"We're very much more focus on preservation, but there are times when you have to take trees down-- trees die from dutch elm disease and the emerald ash borer is in town," said Richards.
The emerald ash borer is a green beetle from Asia. It was first discovered in Detroit in 2002, and the beetle slowly made its way to Illinois four years later.
A move Richards said, is beginning to destroy the tree population in the forest city especially ash trees.
"We have a plan that's in place and we're working on that now because its absolutely here in Rockford. We found trees that have it in so we've been systematically removing trees," said Richards.
Rockford is not the only city affected by the emerald ash borer. Other nearby counties are also at risk with reports of the beetle in Lee County and Henry County.
Illinois Department of Agriculture said, they are working aggressively to tackle the spread in order to prevent it from getting worst.

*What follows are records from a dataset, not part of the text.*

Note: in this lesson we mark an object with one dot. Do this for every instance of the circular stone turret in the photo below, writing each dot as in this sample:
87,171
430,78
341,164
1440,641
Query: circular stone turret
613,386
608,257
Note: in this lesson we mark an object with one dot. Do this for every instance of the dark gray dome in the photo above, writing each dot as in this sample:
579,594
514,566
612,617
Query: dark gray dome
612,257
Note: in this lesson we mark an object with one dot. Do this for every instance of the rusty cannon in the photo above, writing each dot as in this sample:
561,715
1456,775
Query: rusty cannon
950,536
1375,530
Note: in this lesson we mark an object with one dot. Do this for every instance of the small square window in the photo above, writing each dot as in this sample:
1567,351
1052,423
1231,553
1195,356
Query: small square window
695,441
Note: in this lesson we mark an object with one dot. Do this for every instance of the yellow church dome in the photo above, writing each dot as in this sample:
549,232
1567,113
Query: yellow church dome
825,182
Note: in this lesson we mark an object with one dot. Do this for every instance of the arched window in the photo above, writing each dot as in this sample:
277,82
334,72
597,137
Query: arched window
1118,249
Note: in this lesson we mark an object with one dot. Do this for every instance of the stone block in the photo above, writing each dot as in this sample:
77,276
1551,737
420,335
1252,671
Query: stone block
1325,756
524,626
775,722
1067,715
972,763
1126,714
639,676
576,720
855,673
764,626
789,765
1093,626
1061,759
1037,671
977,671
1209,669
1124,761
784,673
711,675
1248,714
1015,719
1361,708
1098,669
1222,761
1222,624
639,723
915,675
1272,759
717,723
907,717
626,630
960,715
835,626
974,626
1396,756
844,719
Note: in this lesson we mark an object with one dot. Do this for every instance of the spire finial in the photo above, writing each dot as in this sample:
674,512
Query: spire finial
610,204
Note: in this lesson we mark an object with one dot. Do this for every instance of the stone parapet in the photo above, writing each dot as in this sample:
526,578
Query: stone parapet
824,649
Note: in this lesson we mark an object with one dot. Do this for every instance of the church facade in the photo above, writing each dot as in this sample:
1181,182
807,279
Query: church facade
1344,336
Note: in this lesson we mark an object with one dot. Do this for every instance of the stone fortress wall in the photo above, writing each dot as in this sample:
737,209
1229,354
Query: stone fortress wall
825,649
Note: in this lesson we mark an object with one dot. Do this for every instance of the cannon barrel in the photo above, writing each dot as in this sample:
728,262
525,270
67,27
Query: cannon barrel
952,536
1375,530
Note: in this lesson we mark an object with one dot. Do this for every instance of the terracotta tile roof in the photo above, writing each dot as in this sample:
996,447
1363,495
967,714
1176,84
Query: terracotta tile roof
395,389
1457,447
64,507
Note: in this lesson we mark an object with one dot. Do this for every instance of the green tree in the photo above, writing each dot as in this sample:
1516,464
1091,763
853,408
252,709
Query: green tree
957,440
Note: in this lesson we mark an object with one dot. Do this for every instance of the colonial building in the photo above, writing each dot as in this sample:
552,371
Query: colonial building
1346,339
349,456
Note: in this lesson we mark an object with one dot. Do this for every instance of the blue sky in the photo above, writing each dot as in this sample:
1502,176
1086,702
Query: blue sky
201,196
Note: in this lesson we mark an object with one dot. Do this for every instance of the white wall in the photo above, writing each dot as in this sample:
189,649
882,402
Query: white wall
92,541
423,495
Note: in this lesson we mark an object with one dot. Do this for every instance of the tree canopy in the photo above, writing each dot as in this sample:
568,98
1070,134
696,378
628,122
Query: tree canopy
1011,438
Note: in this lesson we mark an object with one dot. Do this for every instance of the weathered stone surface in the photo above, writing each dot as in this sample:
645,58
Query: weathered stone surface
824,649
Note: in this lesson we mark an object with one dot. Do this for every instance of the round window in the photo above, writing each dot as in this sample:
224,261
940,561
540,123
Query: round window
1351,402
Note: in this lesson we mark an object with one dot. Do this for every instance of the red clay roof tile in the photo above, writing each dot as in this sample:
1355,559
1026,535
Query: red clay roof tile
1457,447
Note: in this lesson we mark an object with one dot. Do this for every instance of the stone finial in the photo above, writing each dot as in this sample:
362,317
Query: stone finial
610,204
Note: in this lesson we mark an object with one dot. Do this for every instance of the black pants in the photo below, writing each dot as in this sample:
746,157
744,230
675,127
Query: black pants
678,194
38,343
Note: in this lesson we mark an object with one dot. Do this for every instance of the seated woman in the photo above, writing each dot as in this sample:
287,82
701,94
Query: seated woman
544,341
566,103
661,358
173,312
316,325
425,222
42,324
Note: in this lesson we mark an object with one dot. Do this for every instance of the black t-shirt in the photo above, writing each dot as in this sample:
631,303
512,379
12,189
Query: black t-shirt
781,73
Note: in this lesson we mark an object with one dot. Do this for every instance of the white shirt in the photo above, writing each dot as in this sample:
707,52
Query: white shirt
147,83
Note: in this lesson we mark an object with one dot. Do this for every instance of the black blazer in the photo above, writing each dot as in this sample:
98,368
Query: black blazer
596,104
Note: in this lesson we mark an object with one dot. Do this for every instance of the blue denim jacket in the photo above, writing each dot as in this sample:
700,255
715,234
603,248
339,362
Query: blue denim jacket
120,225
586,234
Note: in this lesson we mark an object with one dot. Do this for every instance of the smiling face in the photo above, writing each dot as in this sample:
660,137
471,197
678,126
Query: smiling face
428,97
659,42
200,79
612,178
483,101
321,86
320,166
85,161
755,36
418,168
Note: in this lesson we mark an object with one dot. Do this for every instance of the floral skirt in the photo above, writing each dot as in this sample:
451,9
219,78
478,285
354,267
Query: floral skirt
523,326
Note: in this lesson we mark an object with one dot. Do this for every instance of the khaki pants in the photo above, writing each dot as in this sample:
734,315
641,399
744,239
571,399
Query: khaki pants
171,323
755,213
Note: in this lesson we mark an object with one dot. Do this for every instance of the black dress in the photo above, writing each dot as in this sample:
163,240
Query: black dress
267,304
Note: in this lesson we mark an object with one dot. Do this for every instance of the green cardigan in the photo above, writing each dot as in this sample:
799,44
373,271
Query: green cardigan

"So that artificial spread is the main culprit in how its spreading. You know people are unknowingly moving firewood which is why we have it as a regulated article.. Nursery stock isn't being moved as much," said Emerald Ash Borer Program Manager for the Illinois Department of Agriculture Scott Schirmer.
Experts believe the beetle will continue to become a problem for homeowners and there's a reason why. Richards said, because removing the tree could prove to be a financial burden for some.
"I don't know if there will be any kind of government assistance or assistance from the city as that situation gets worst and worst which it will in the next two to three years," said Richards.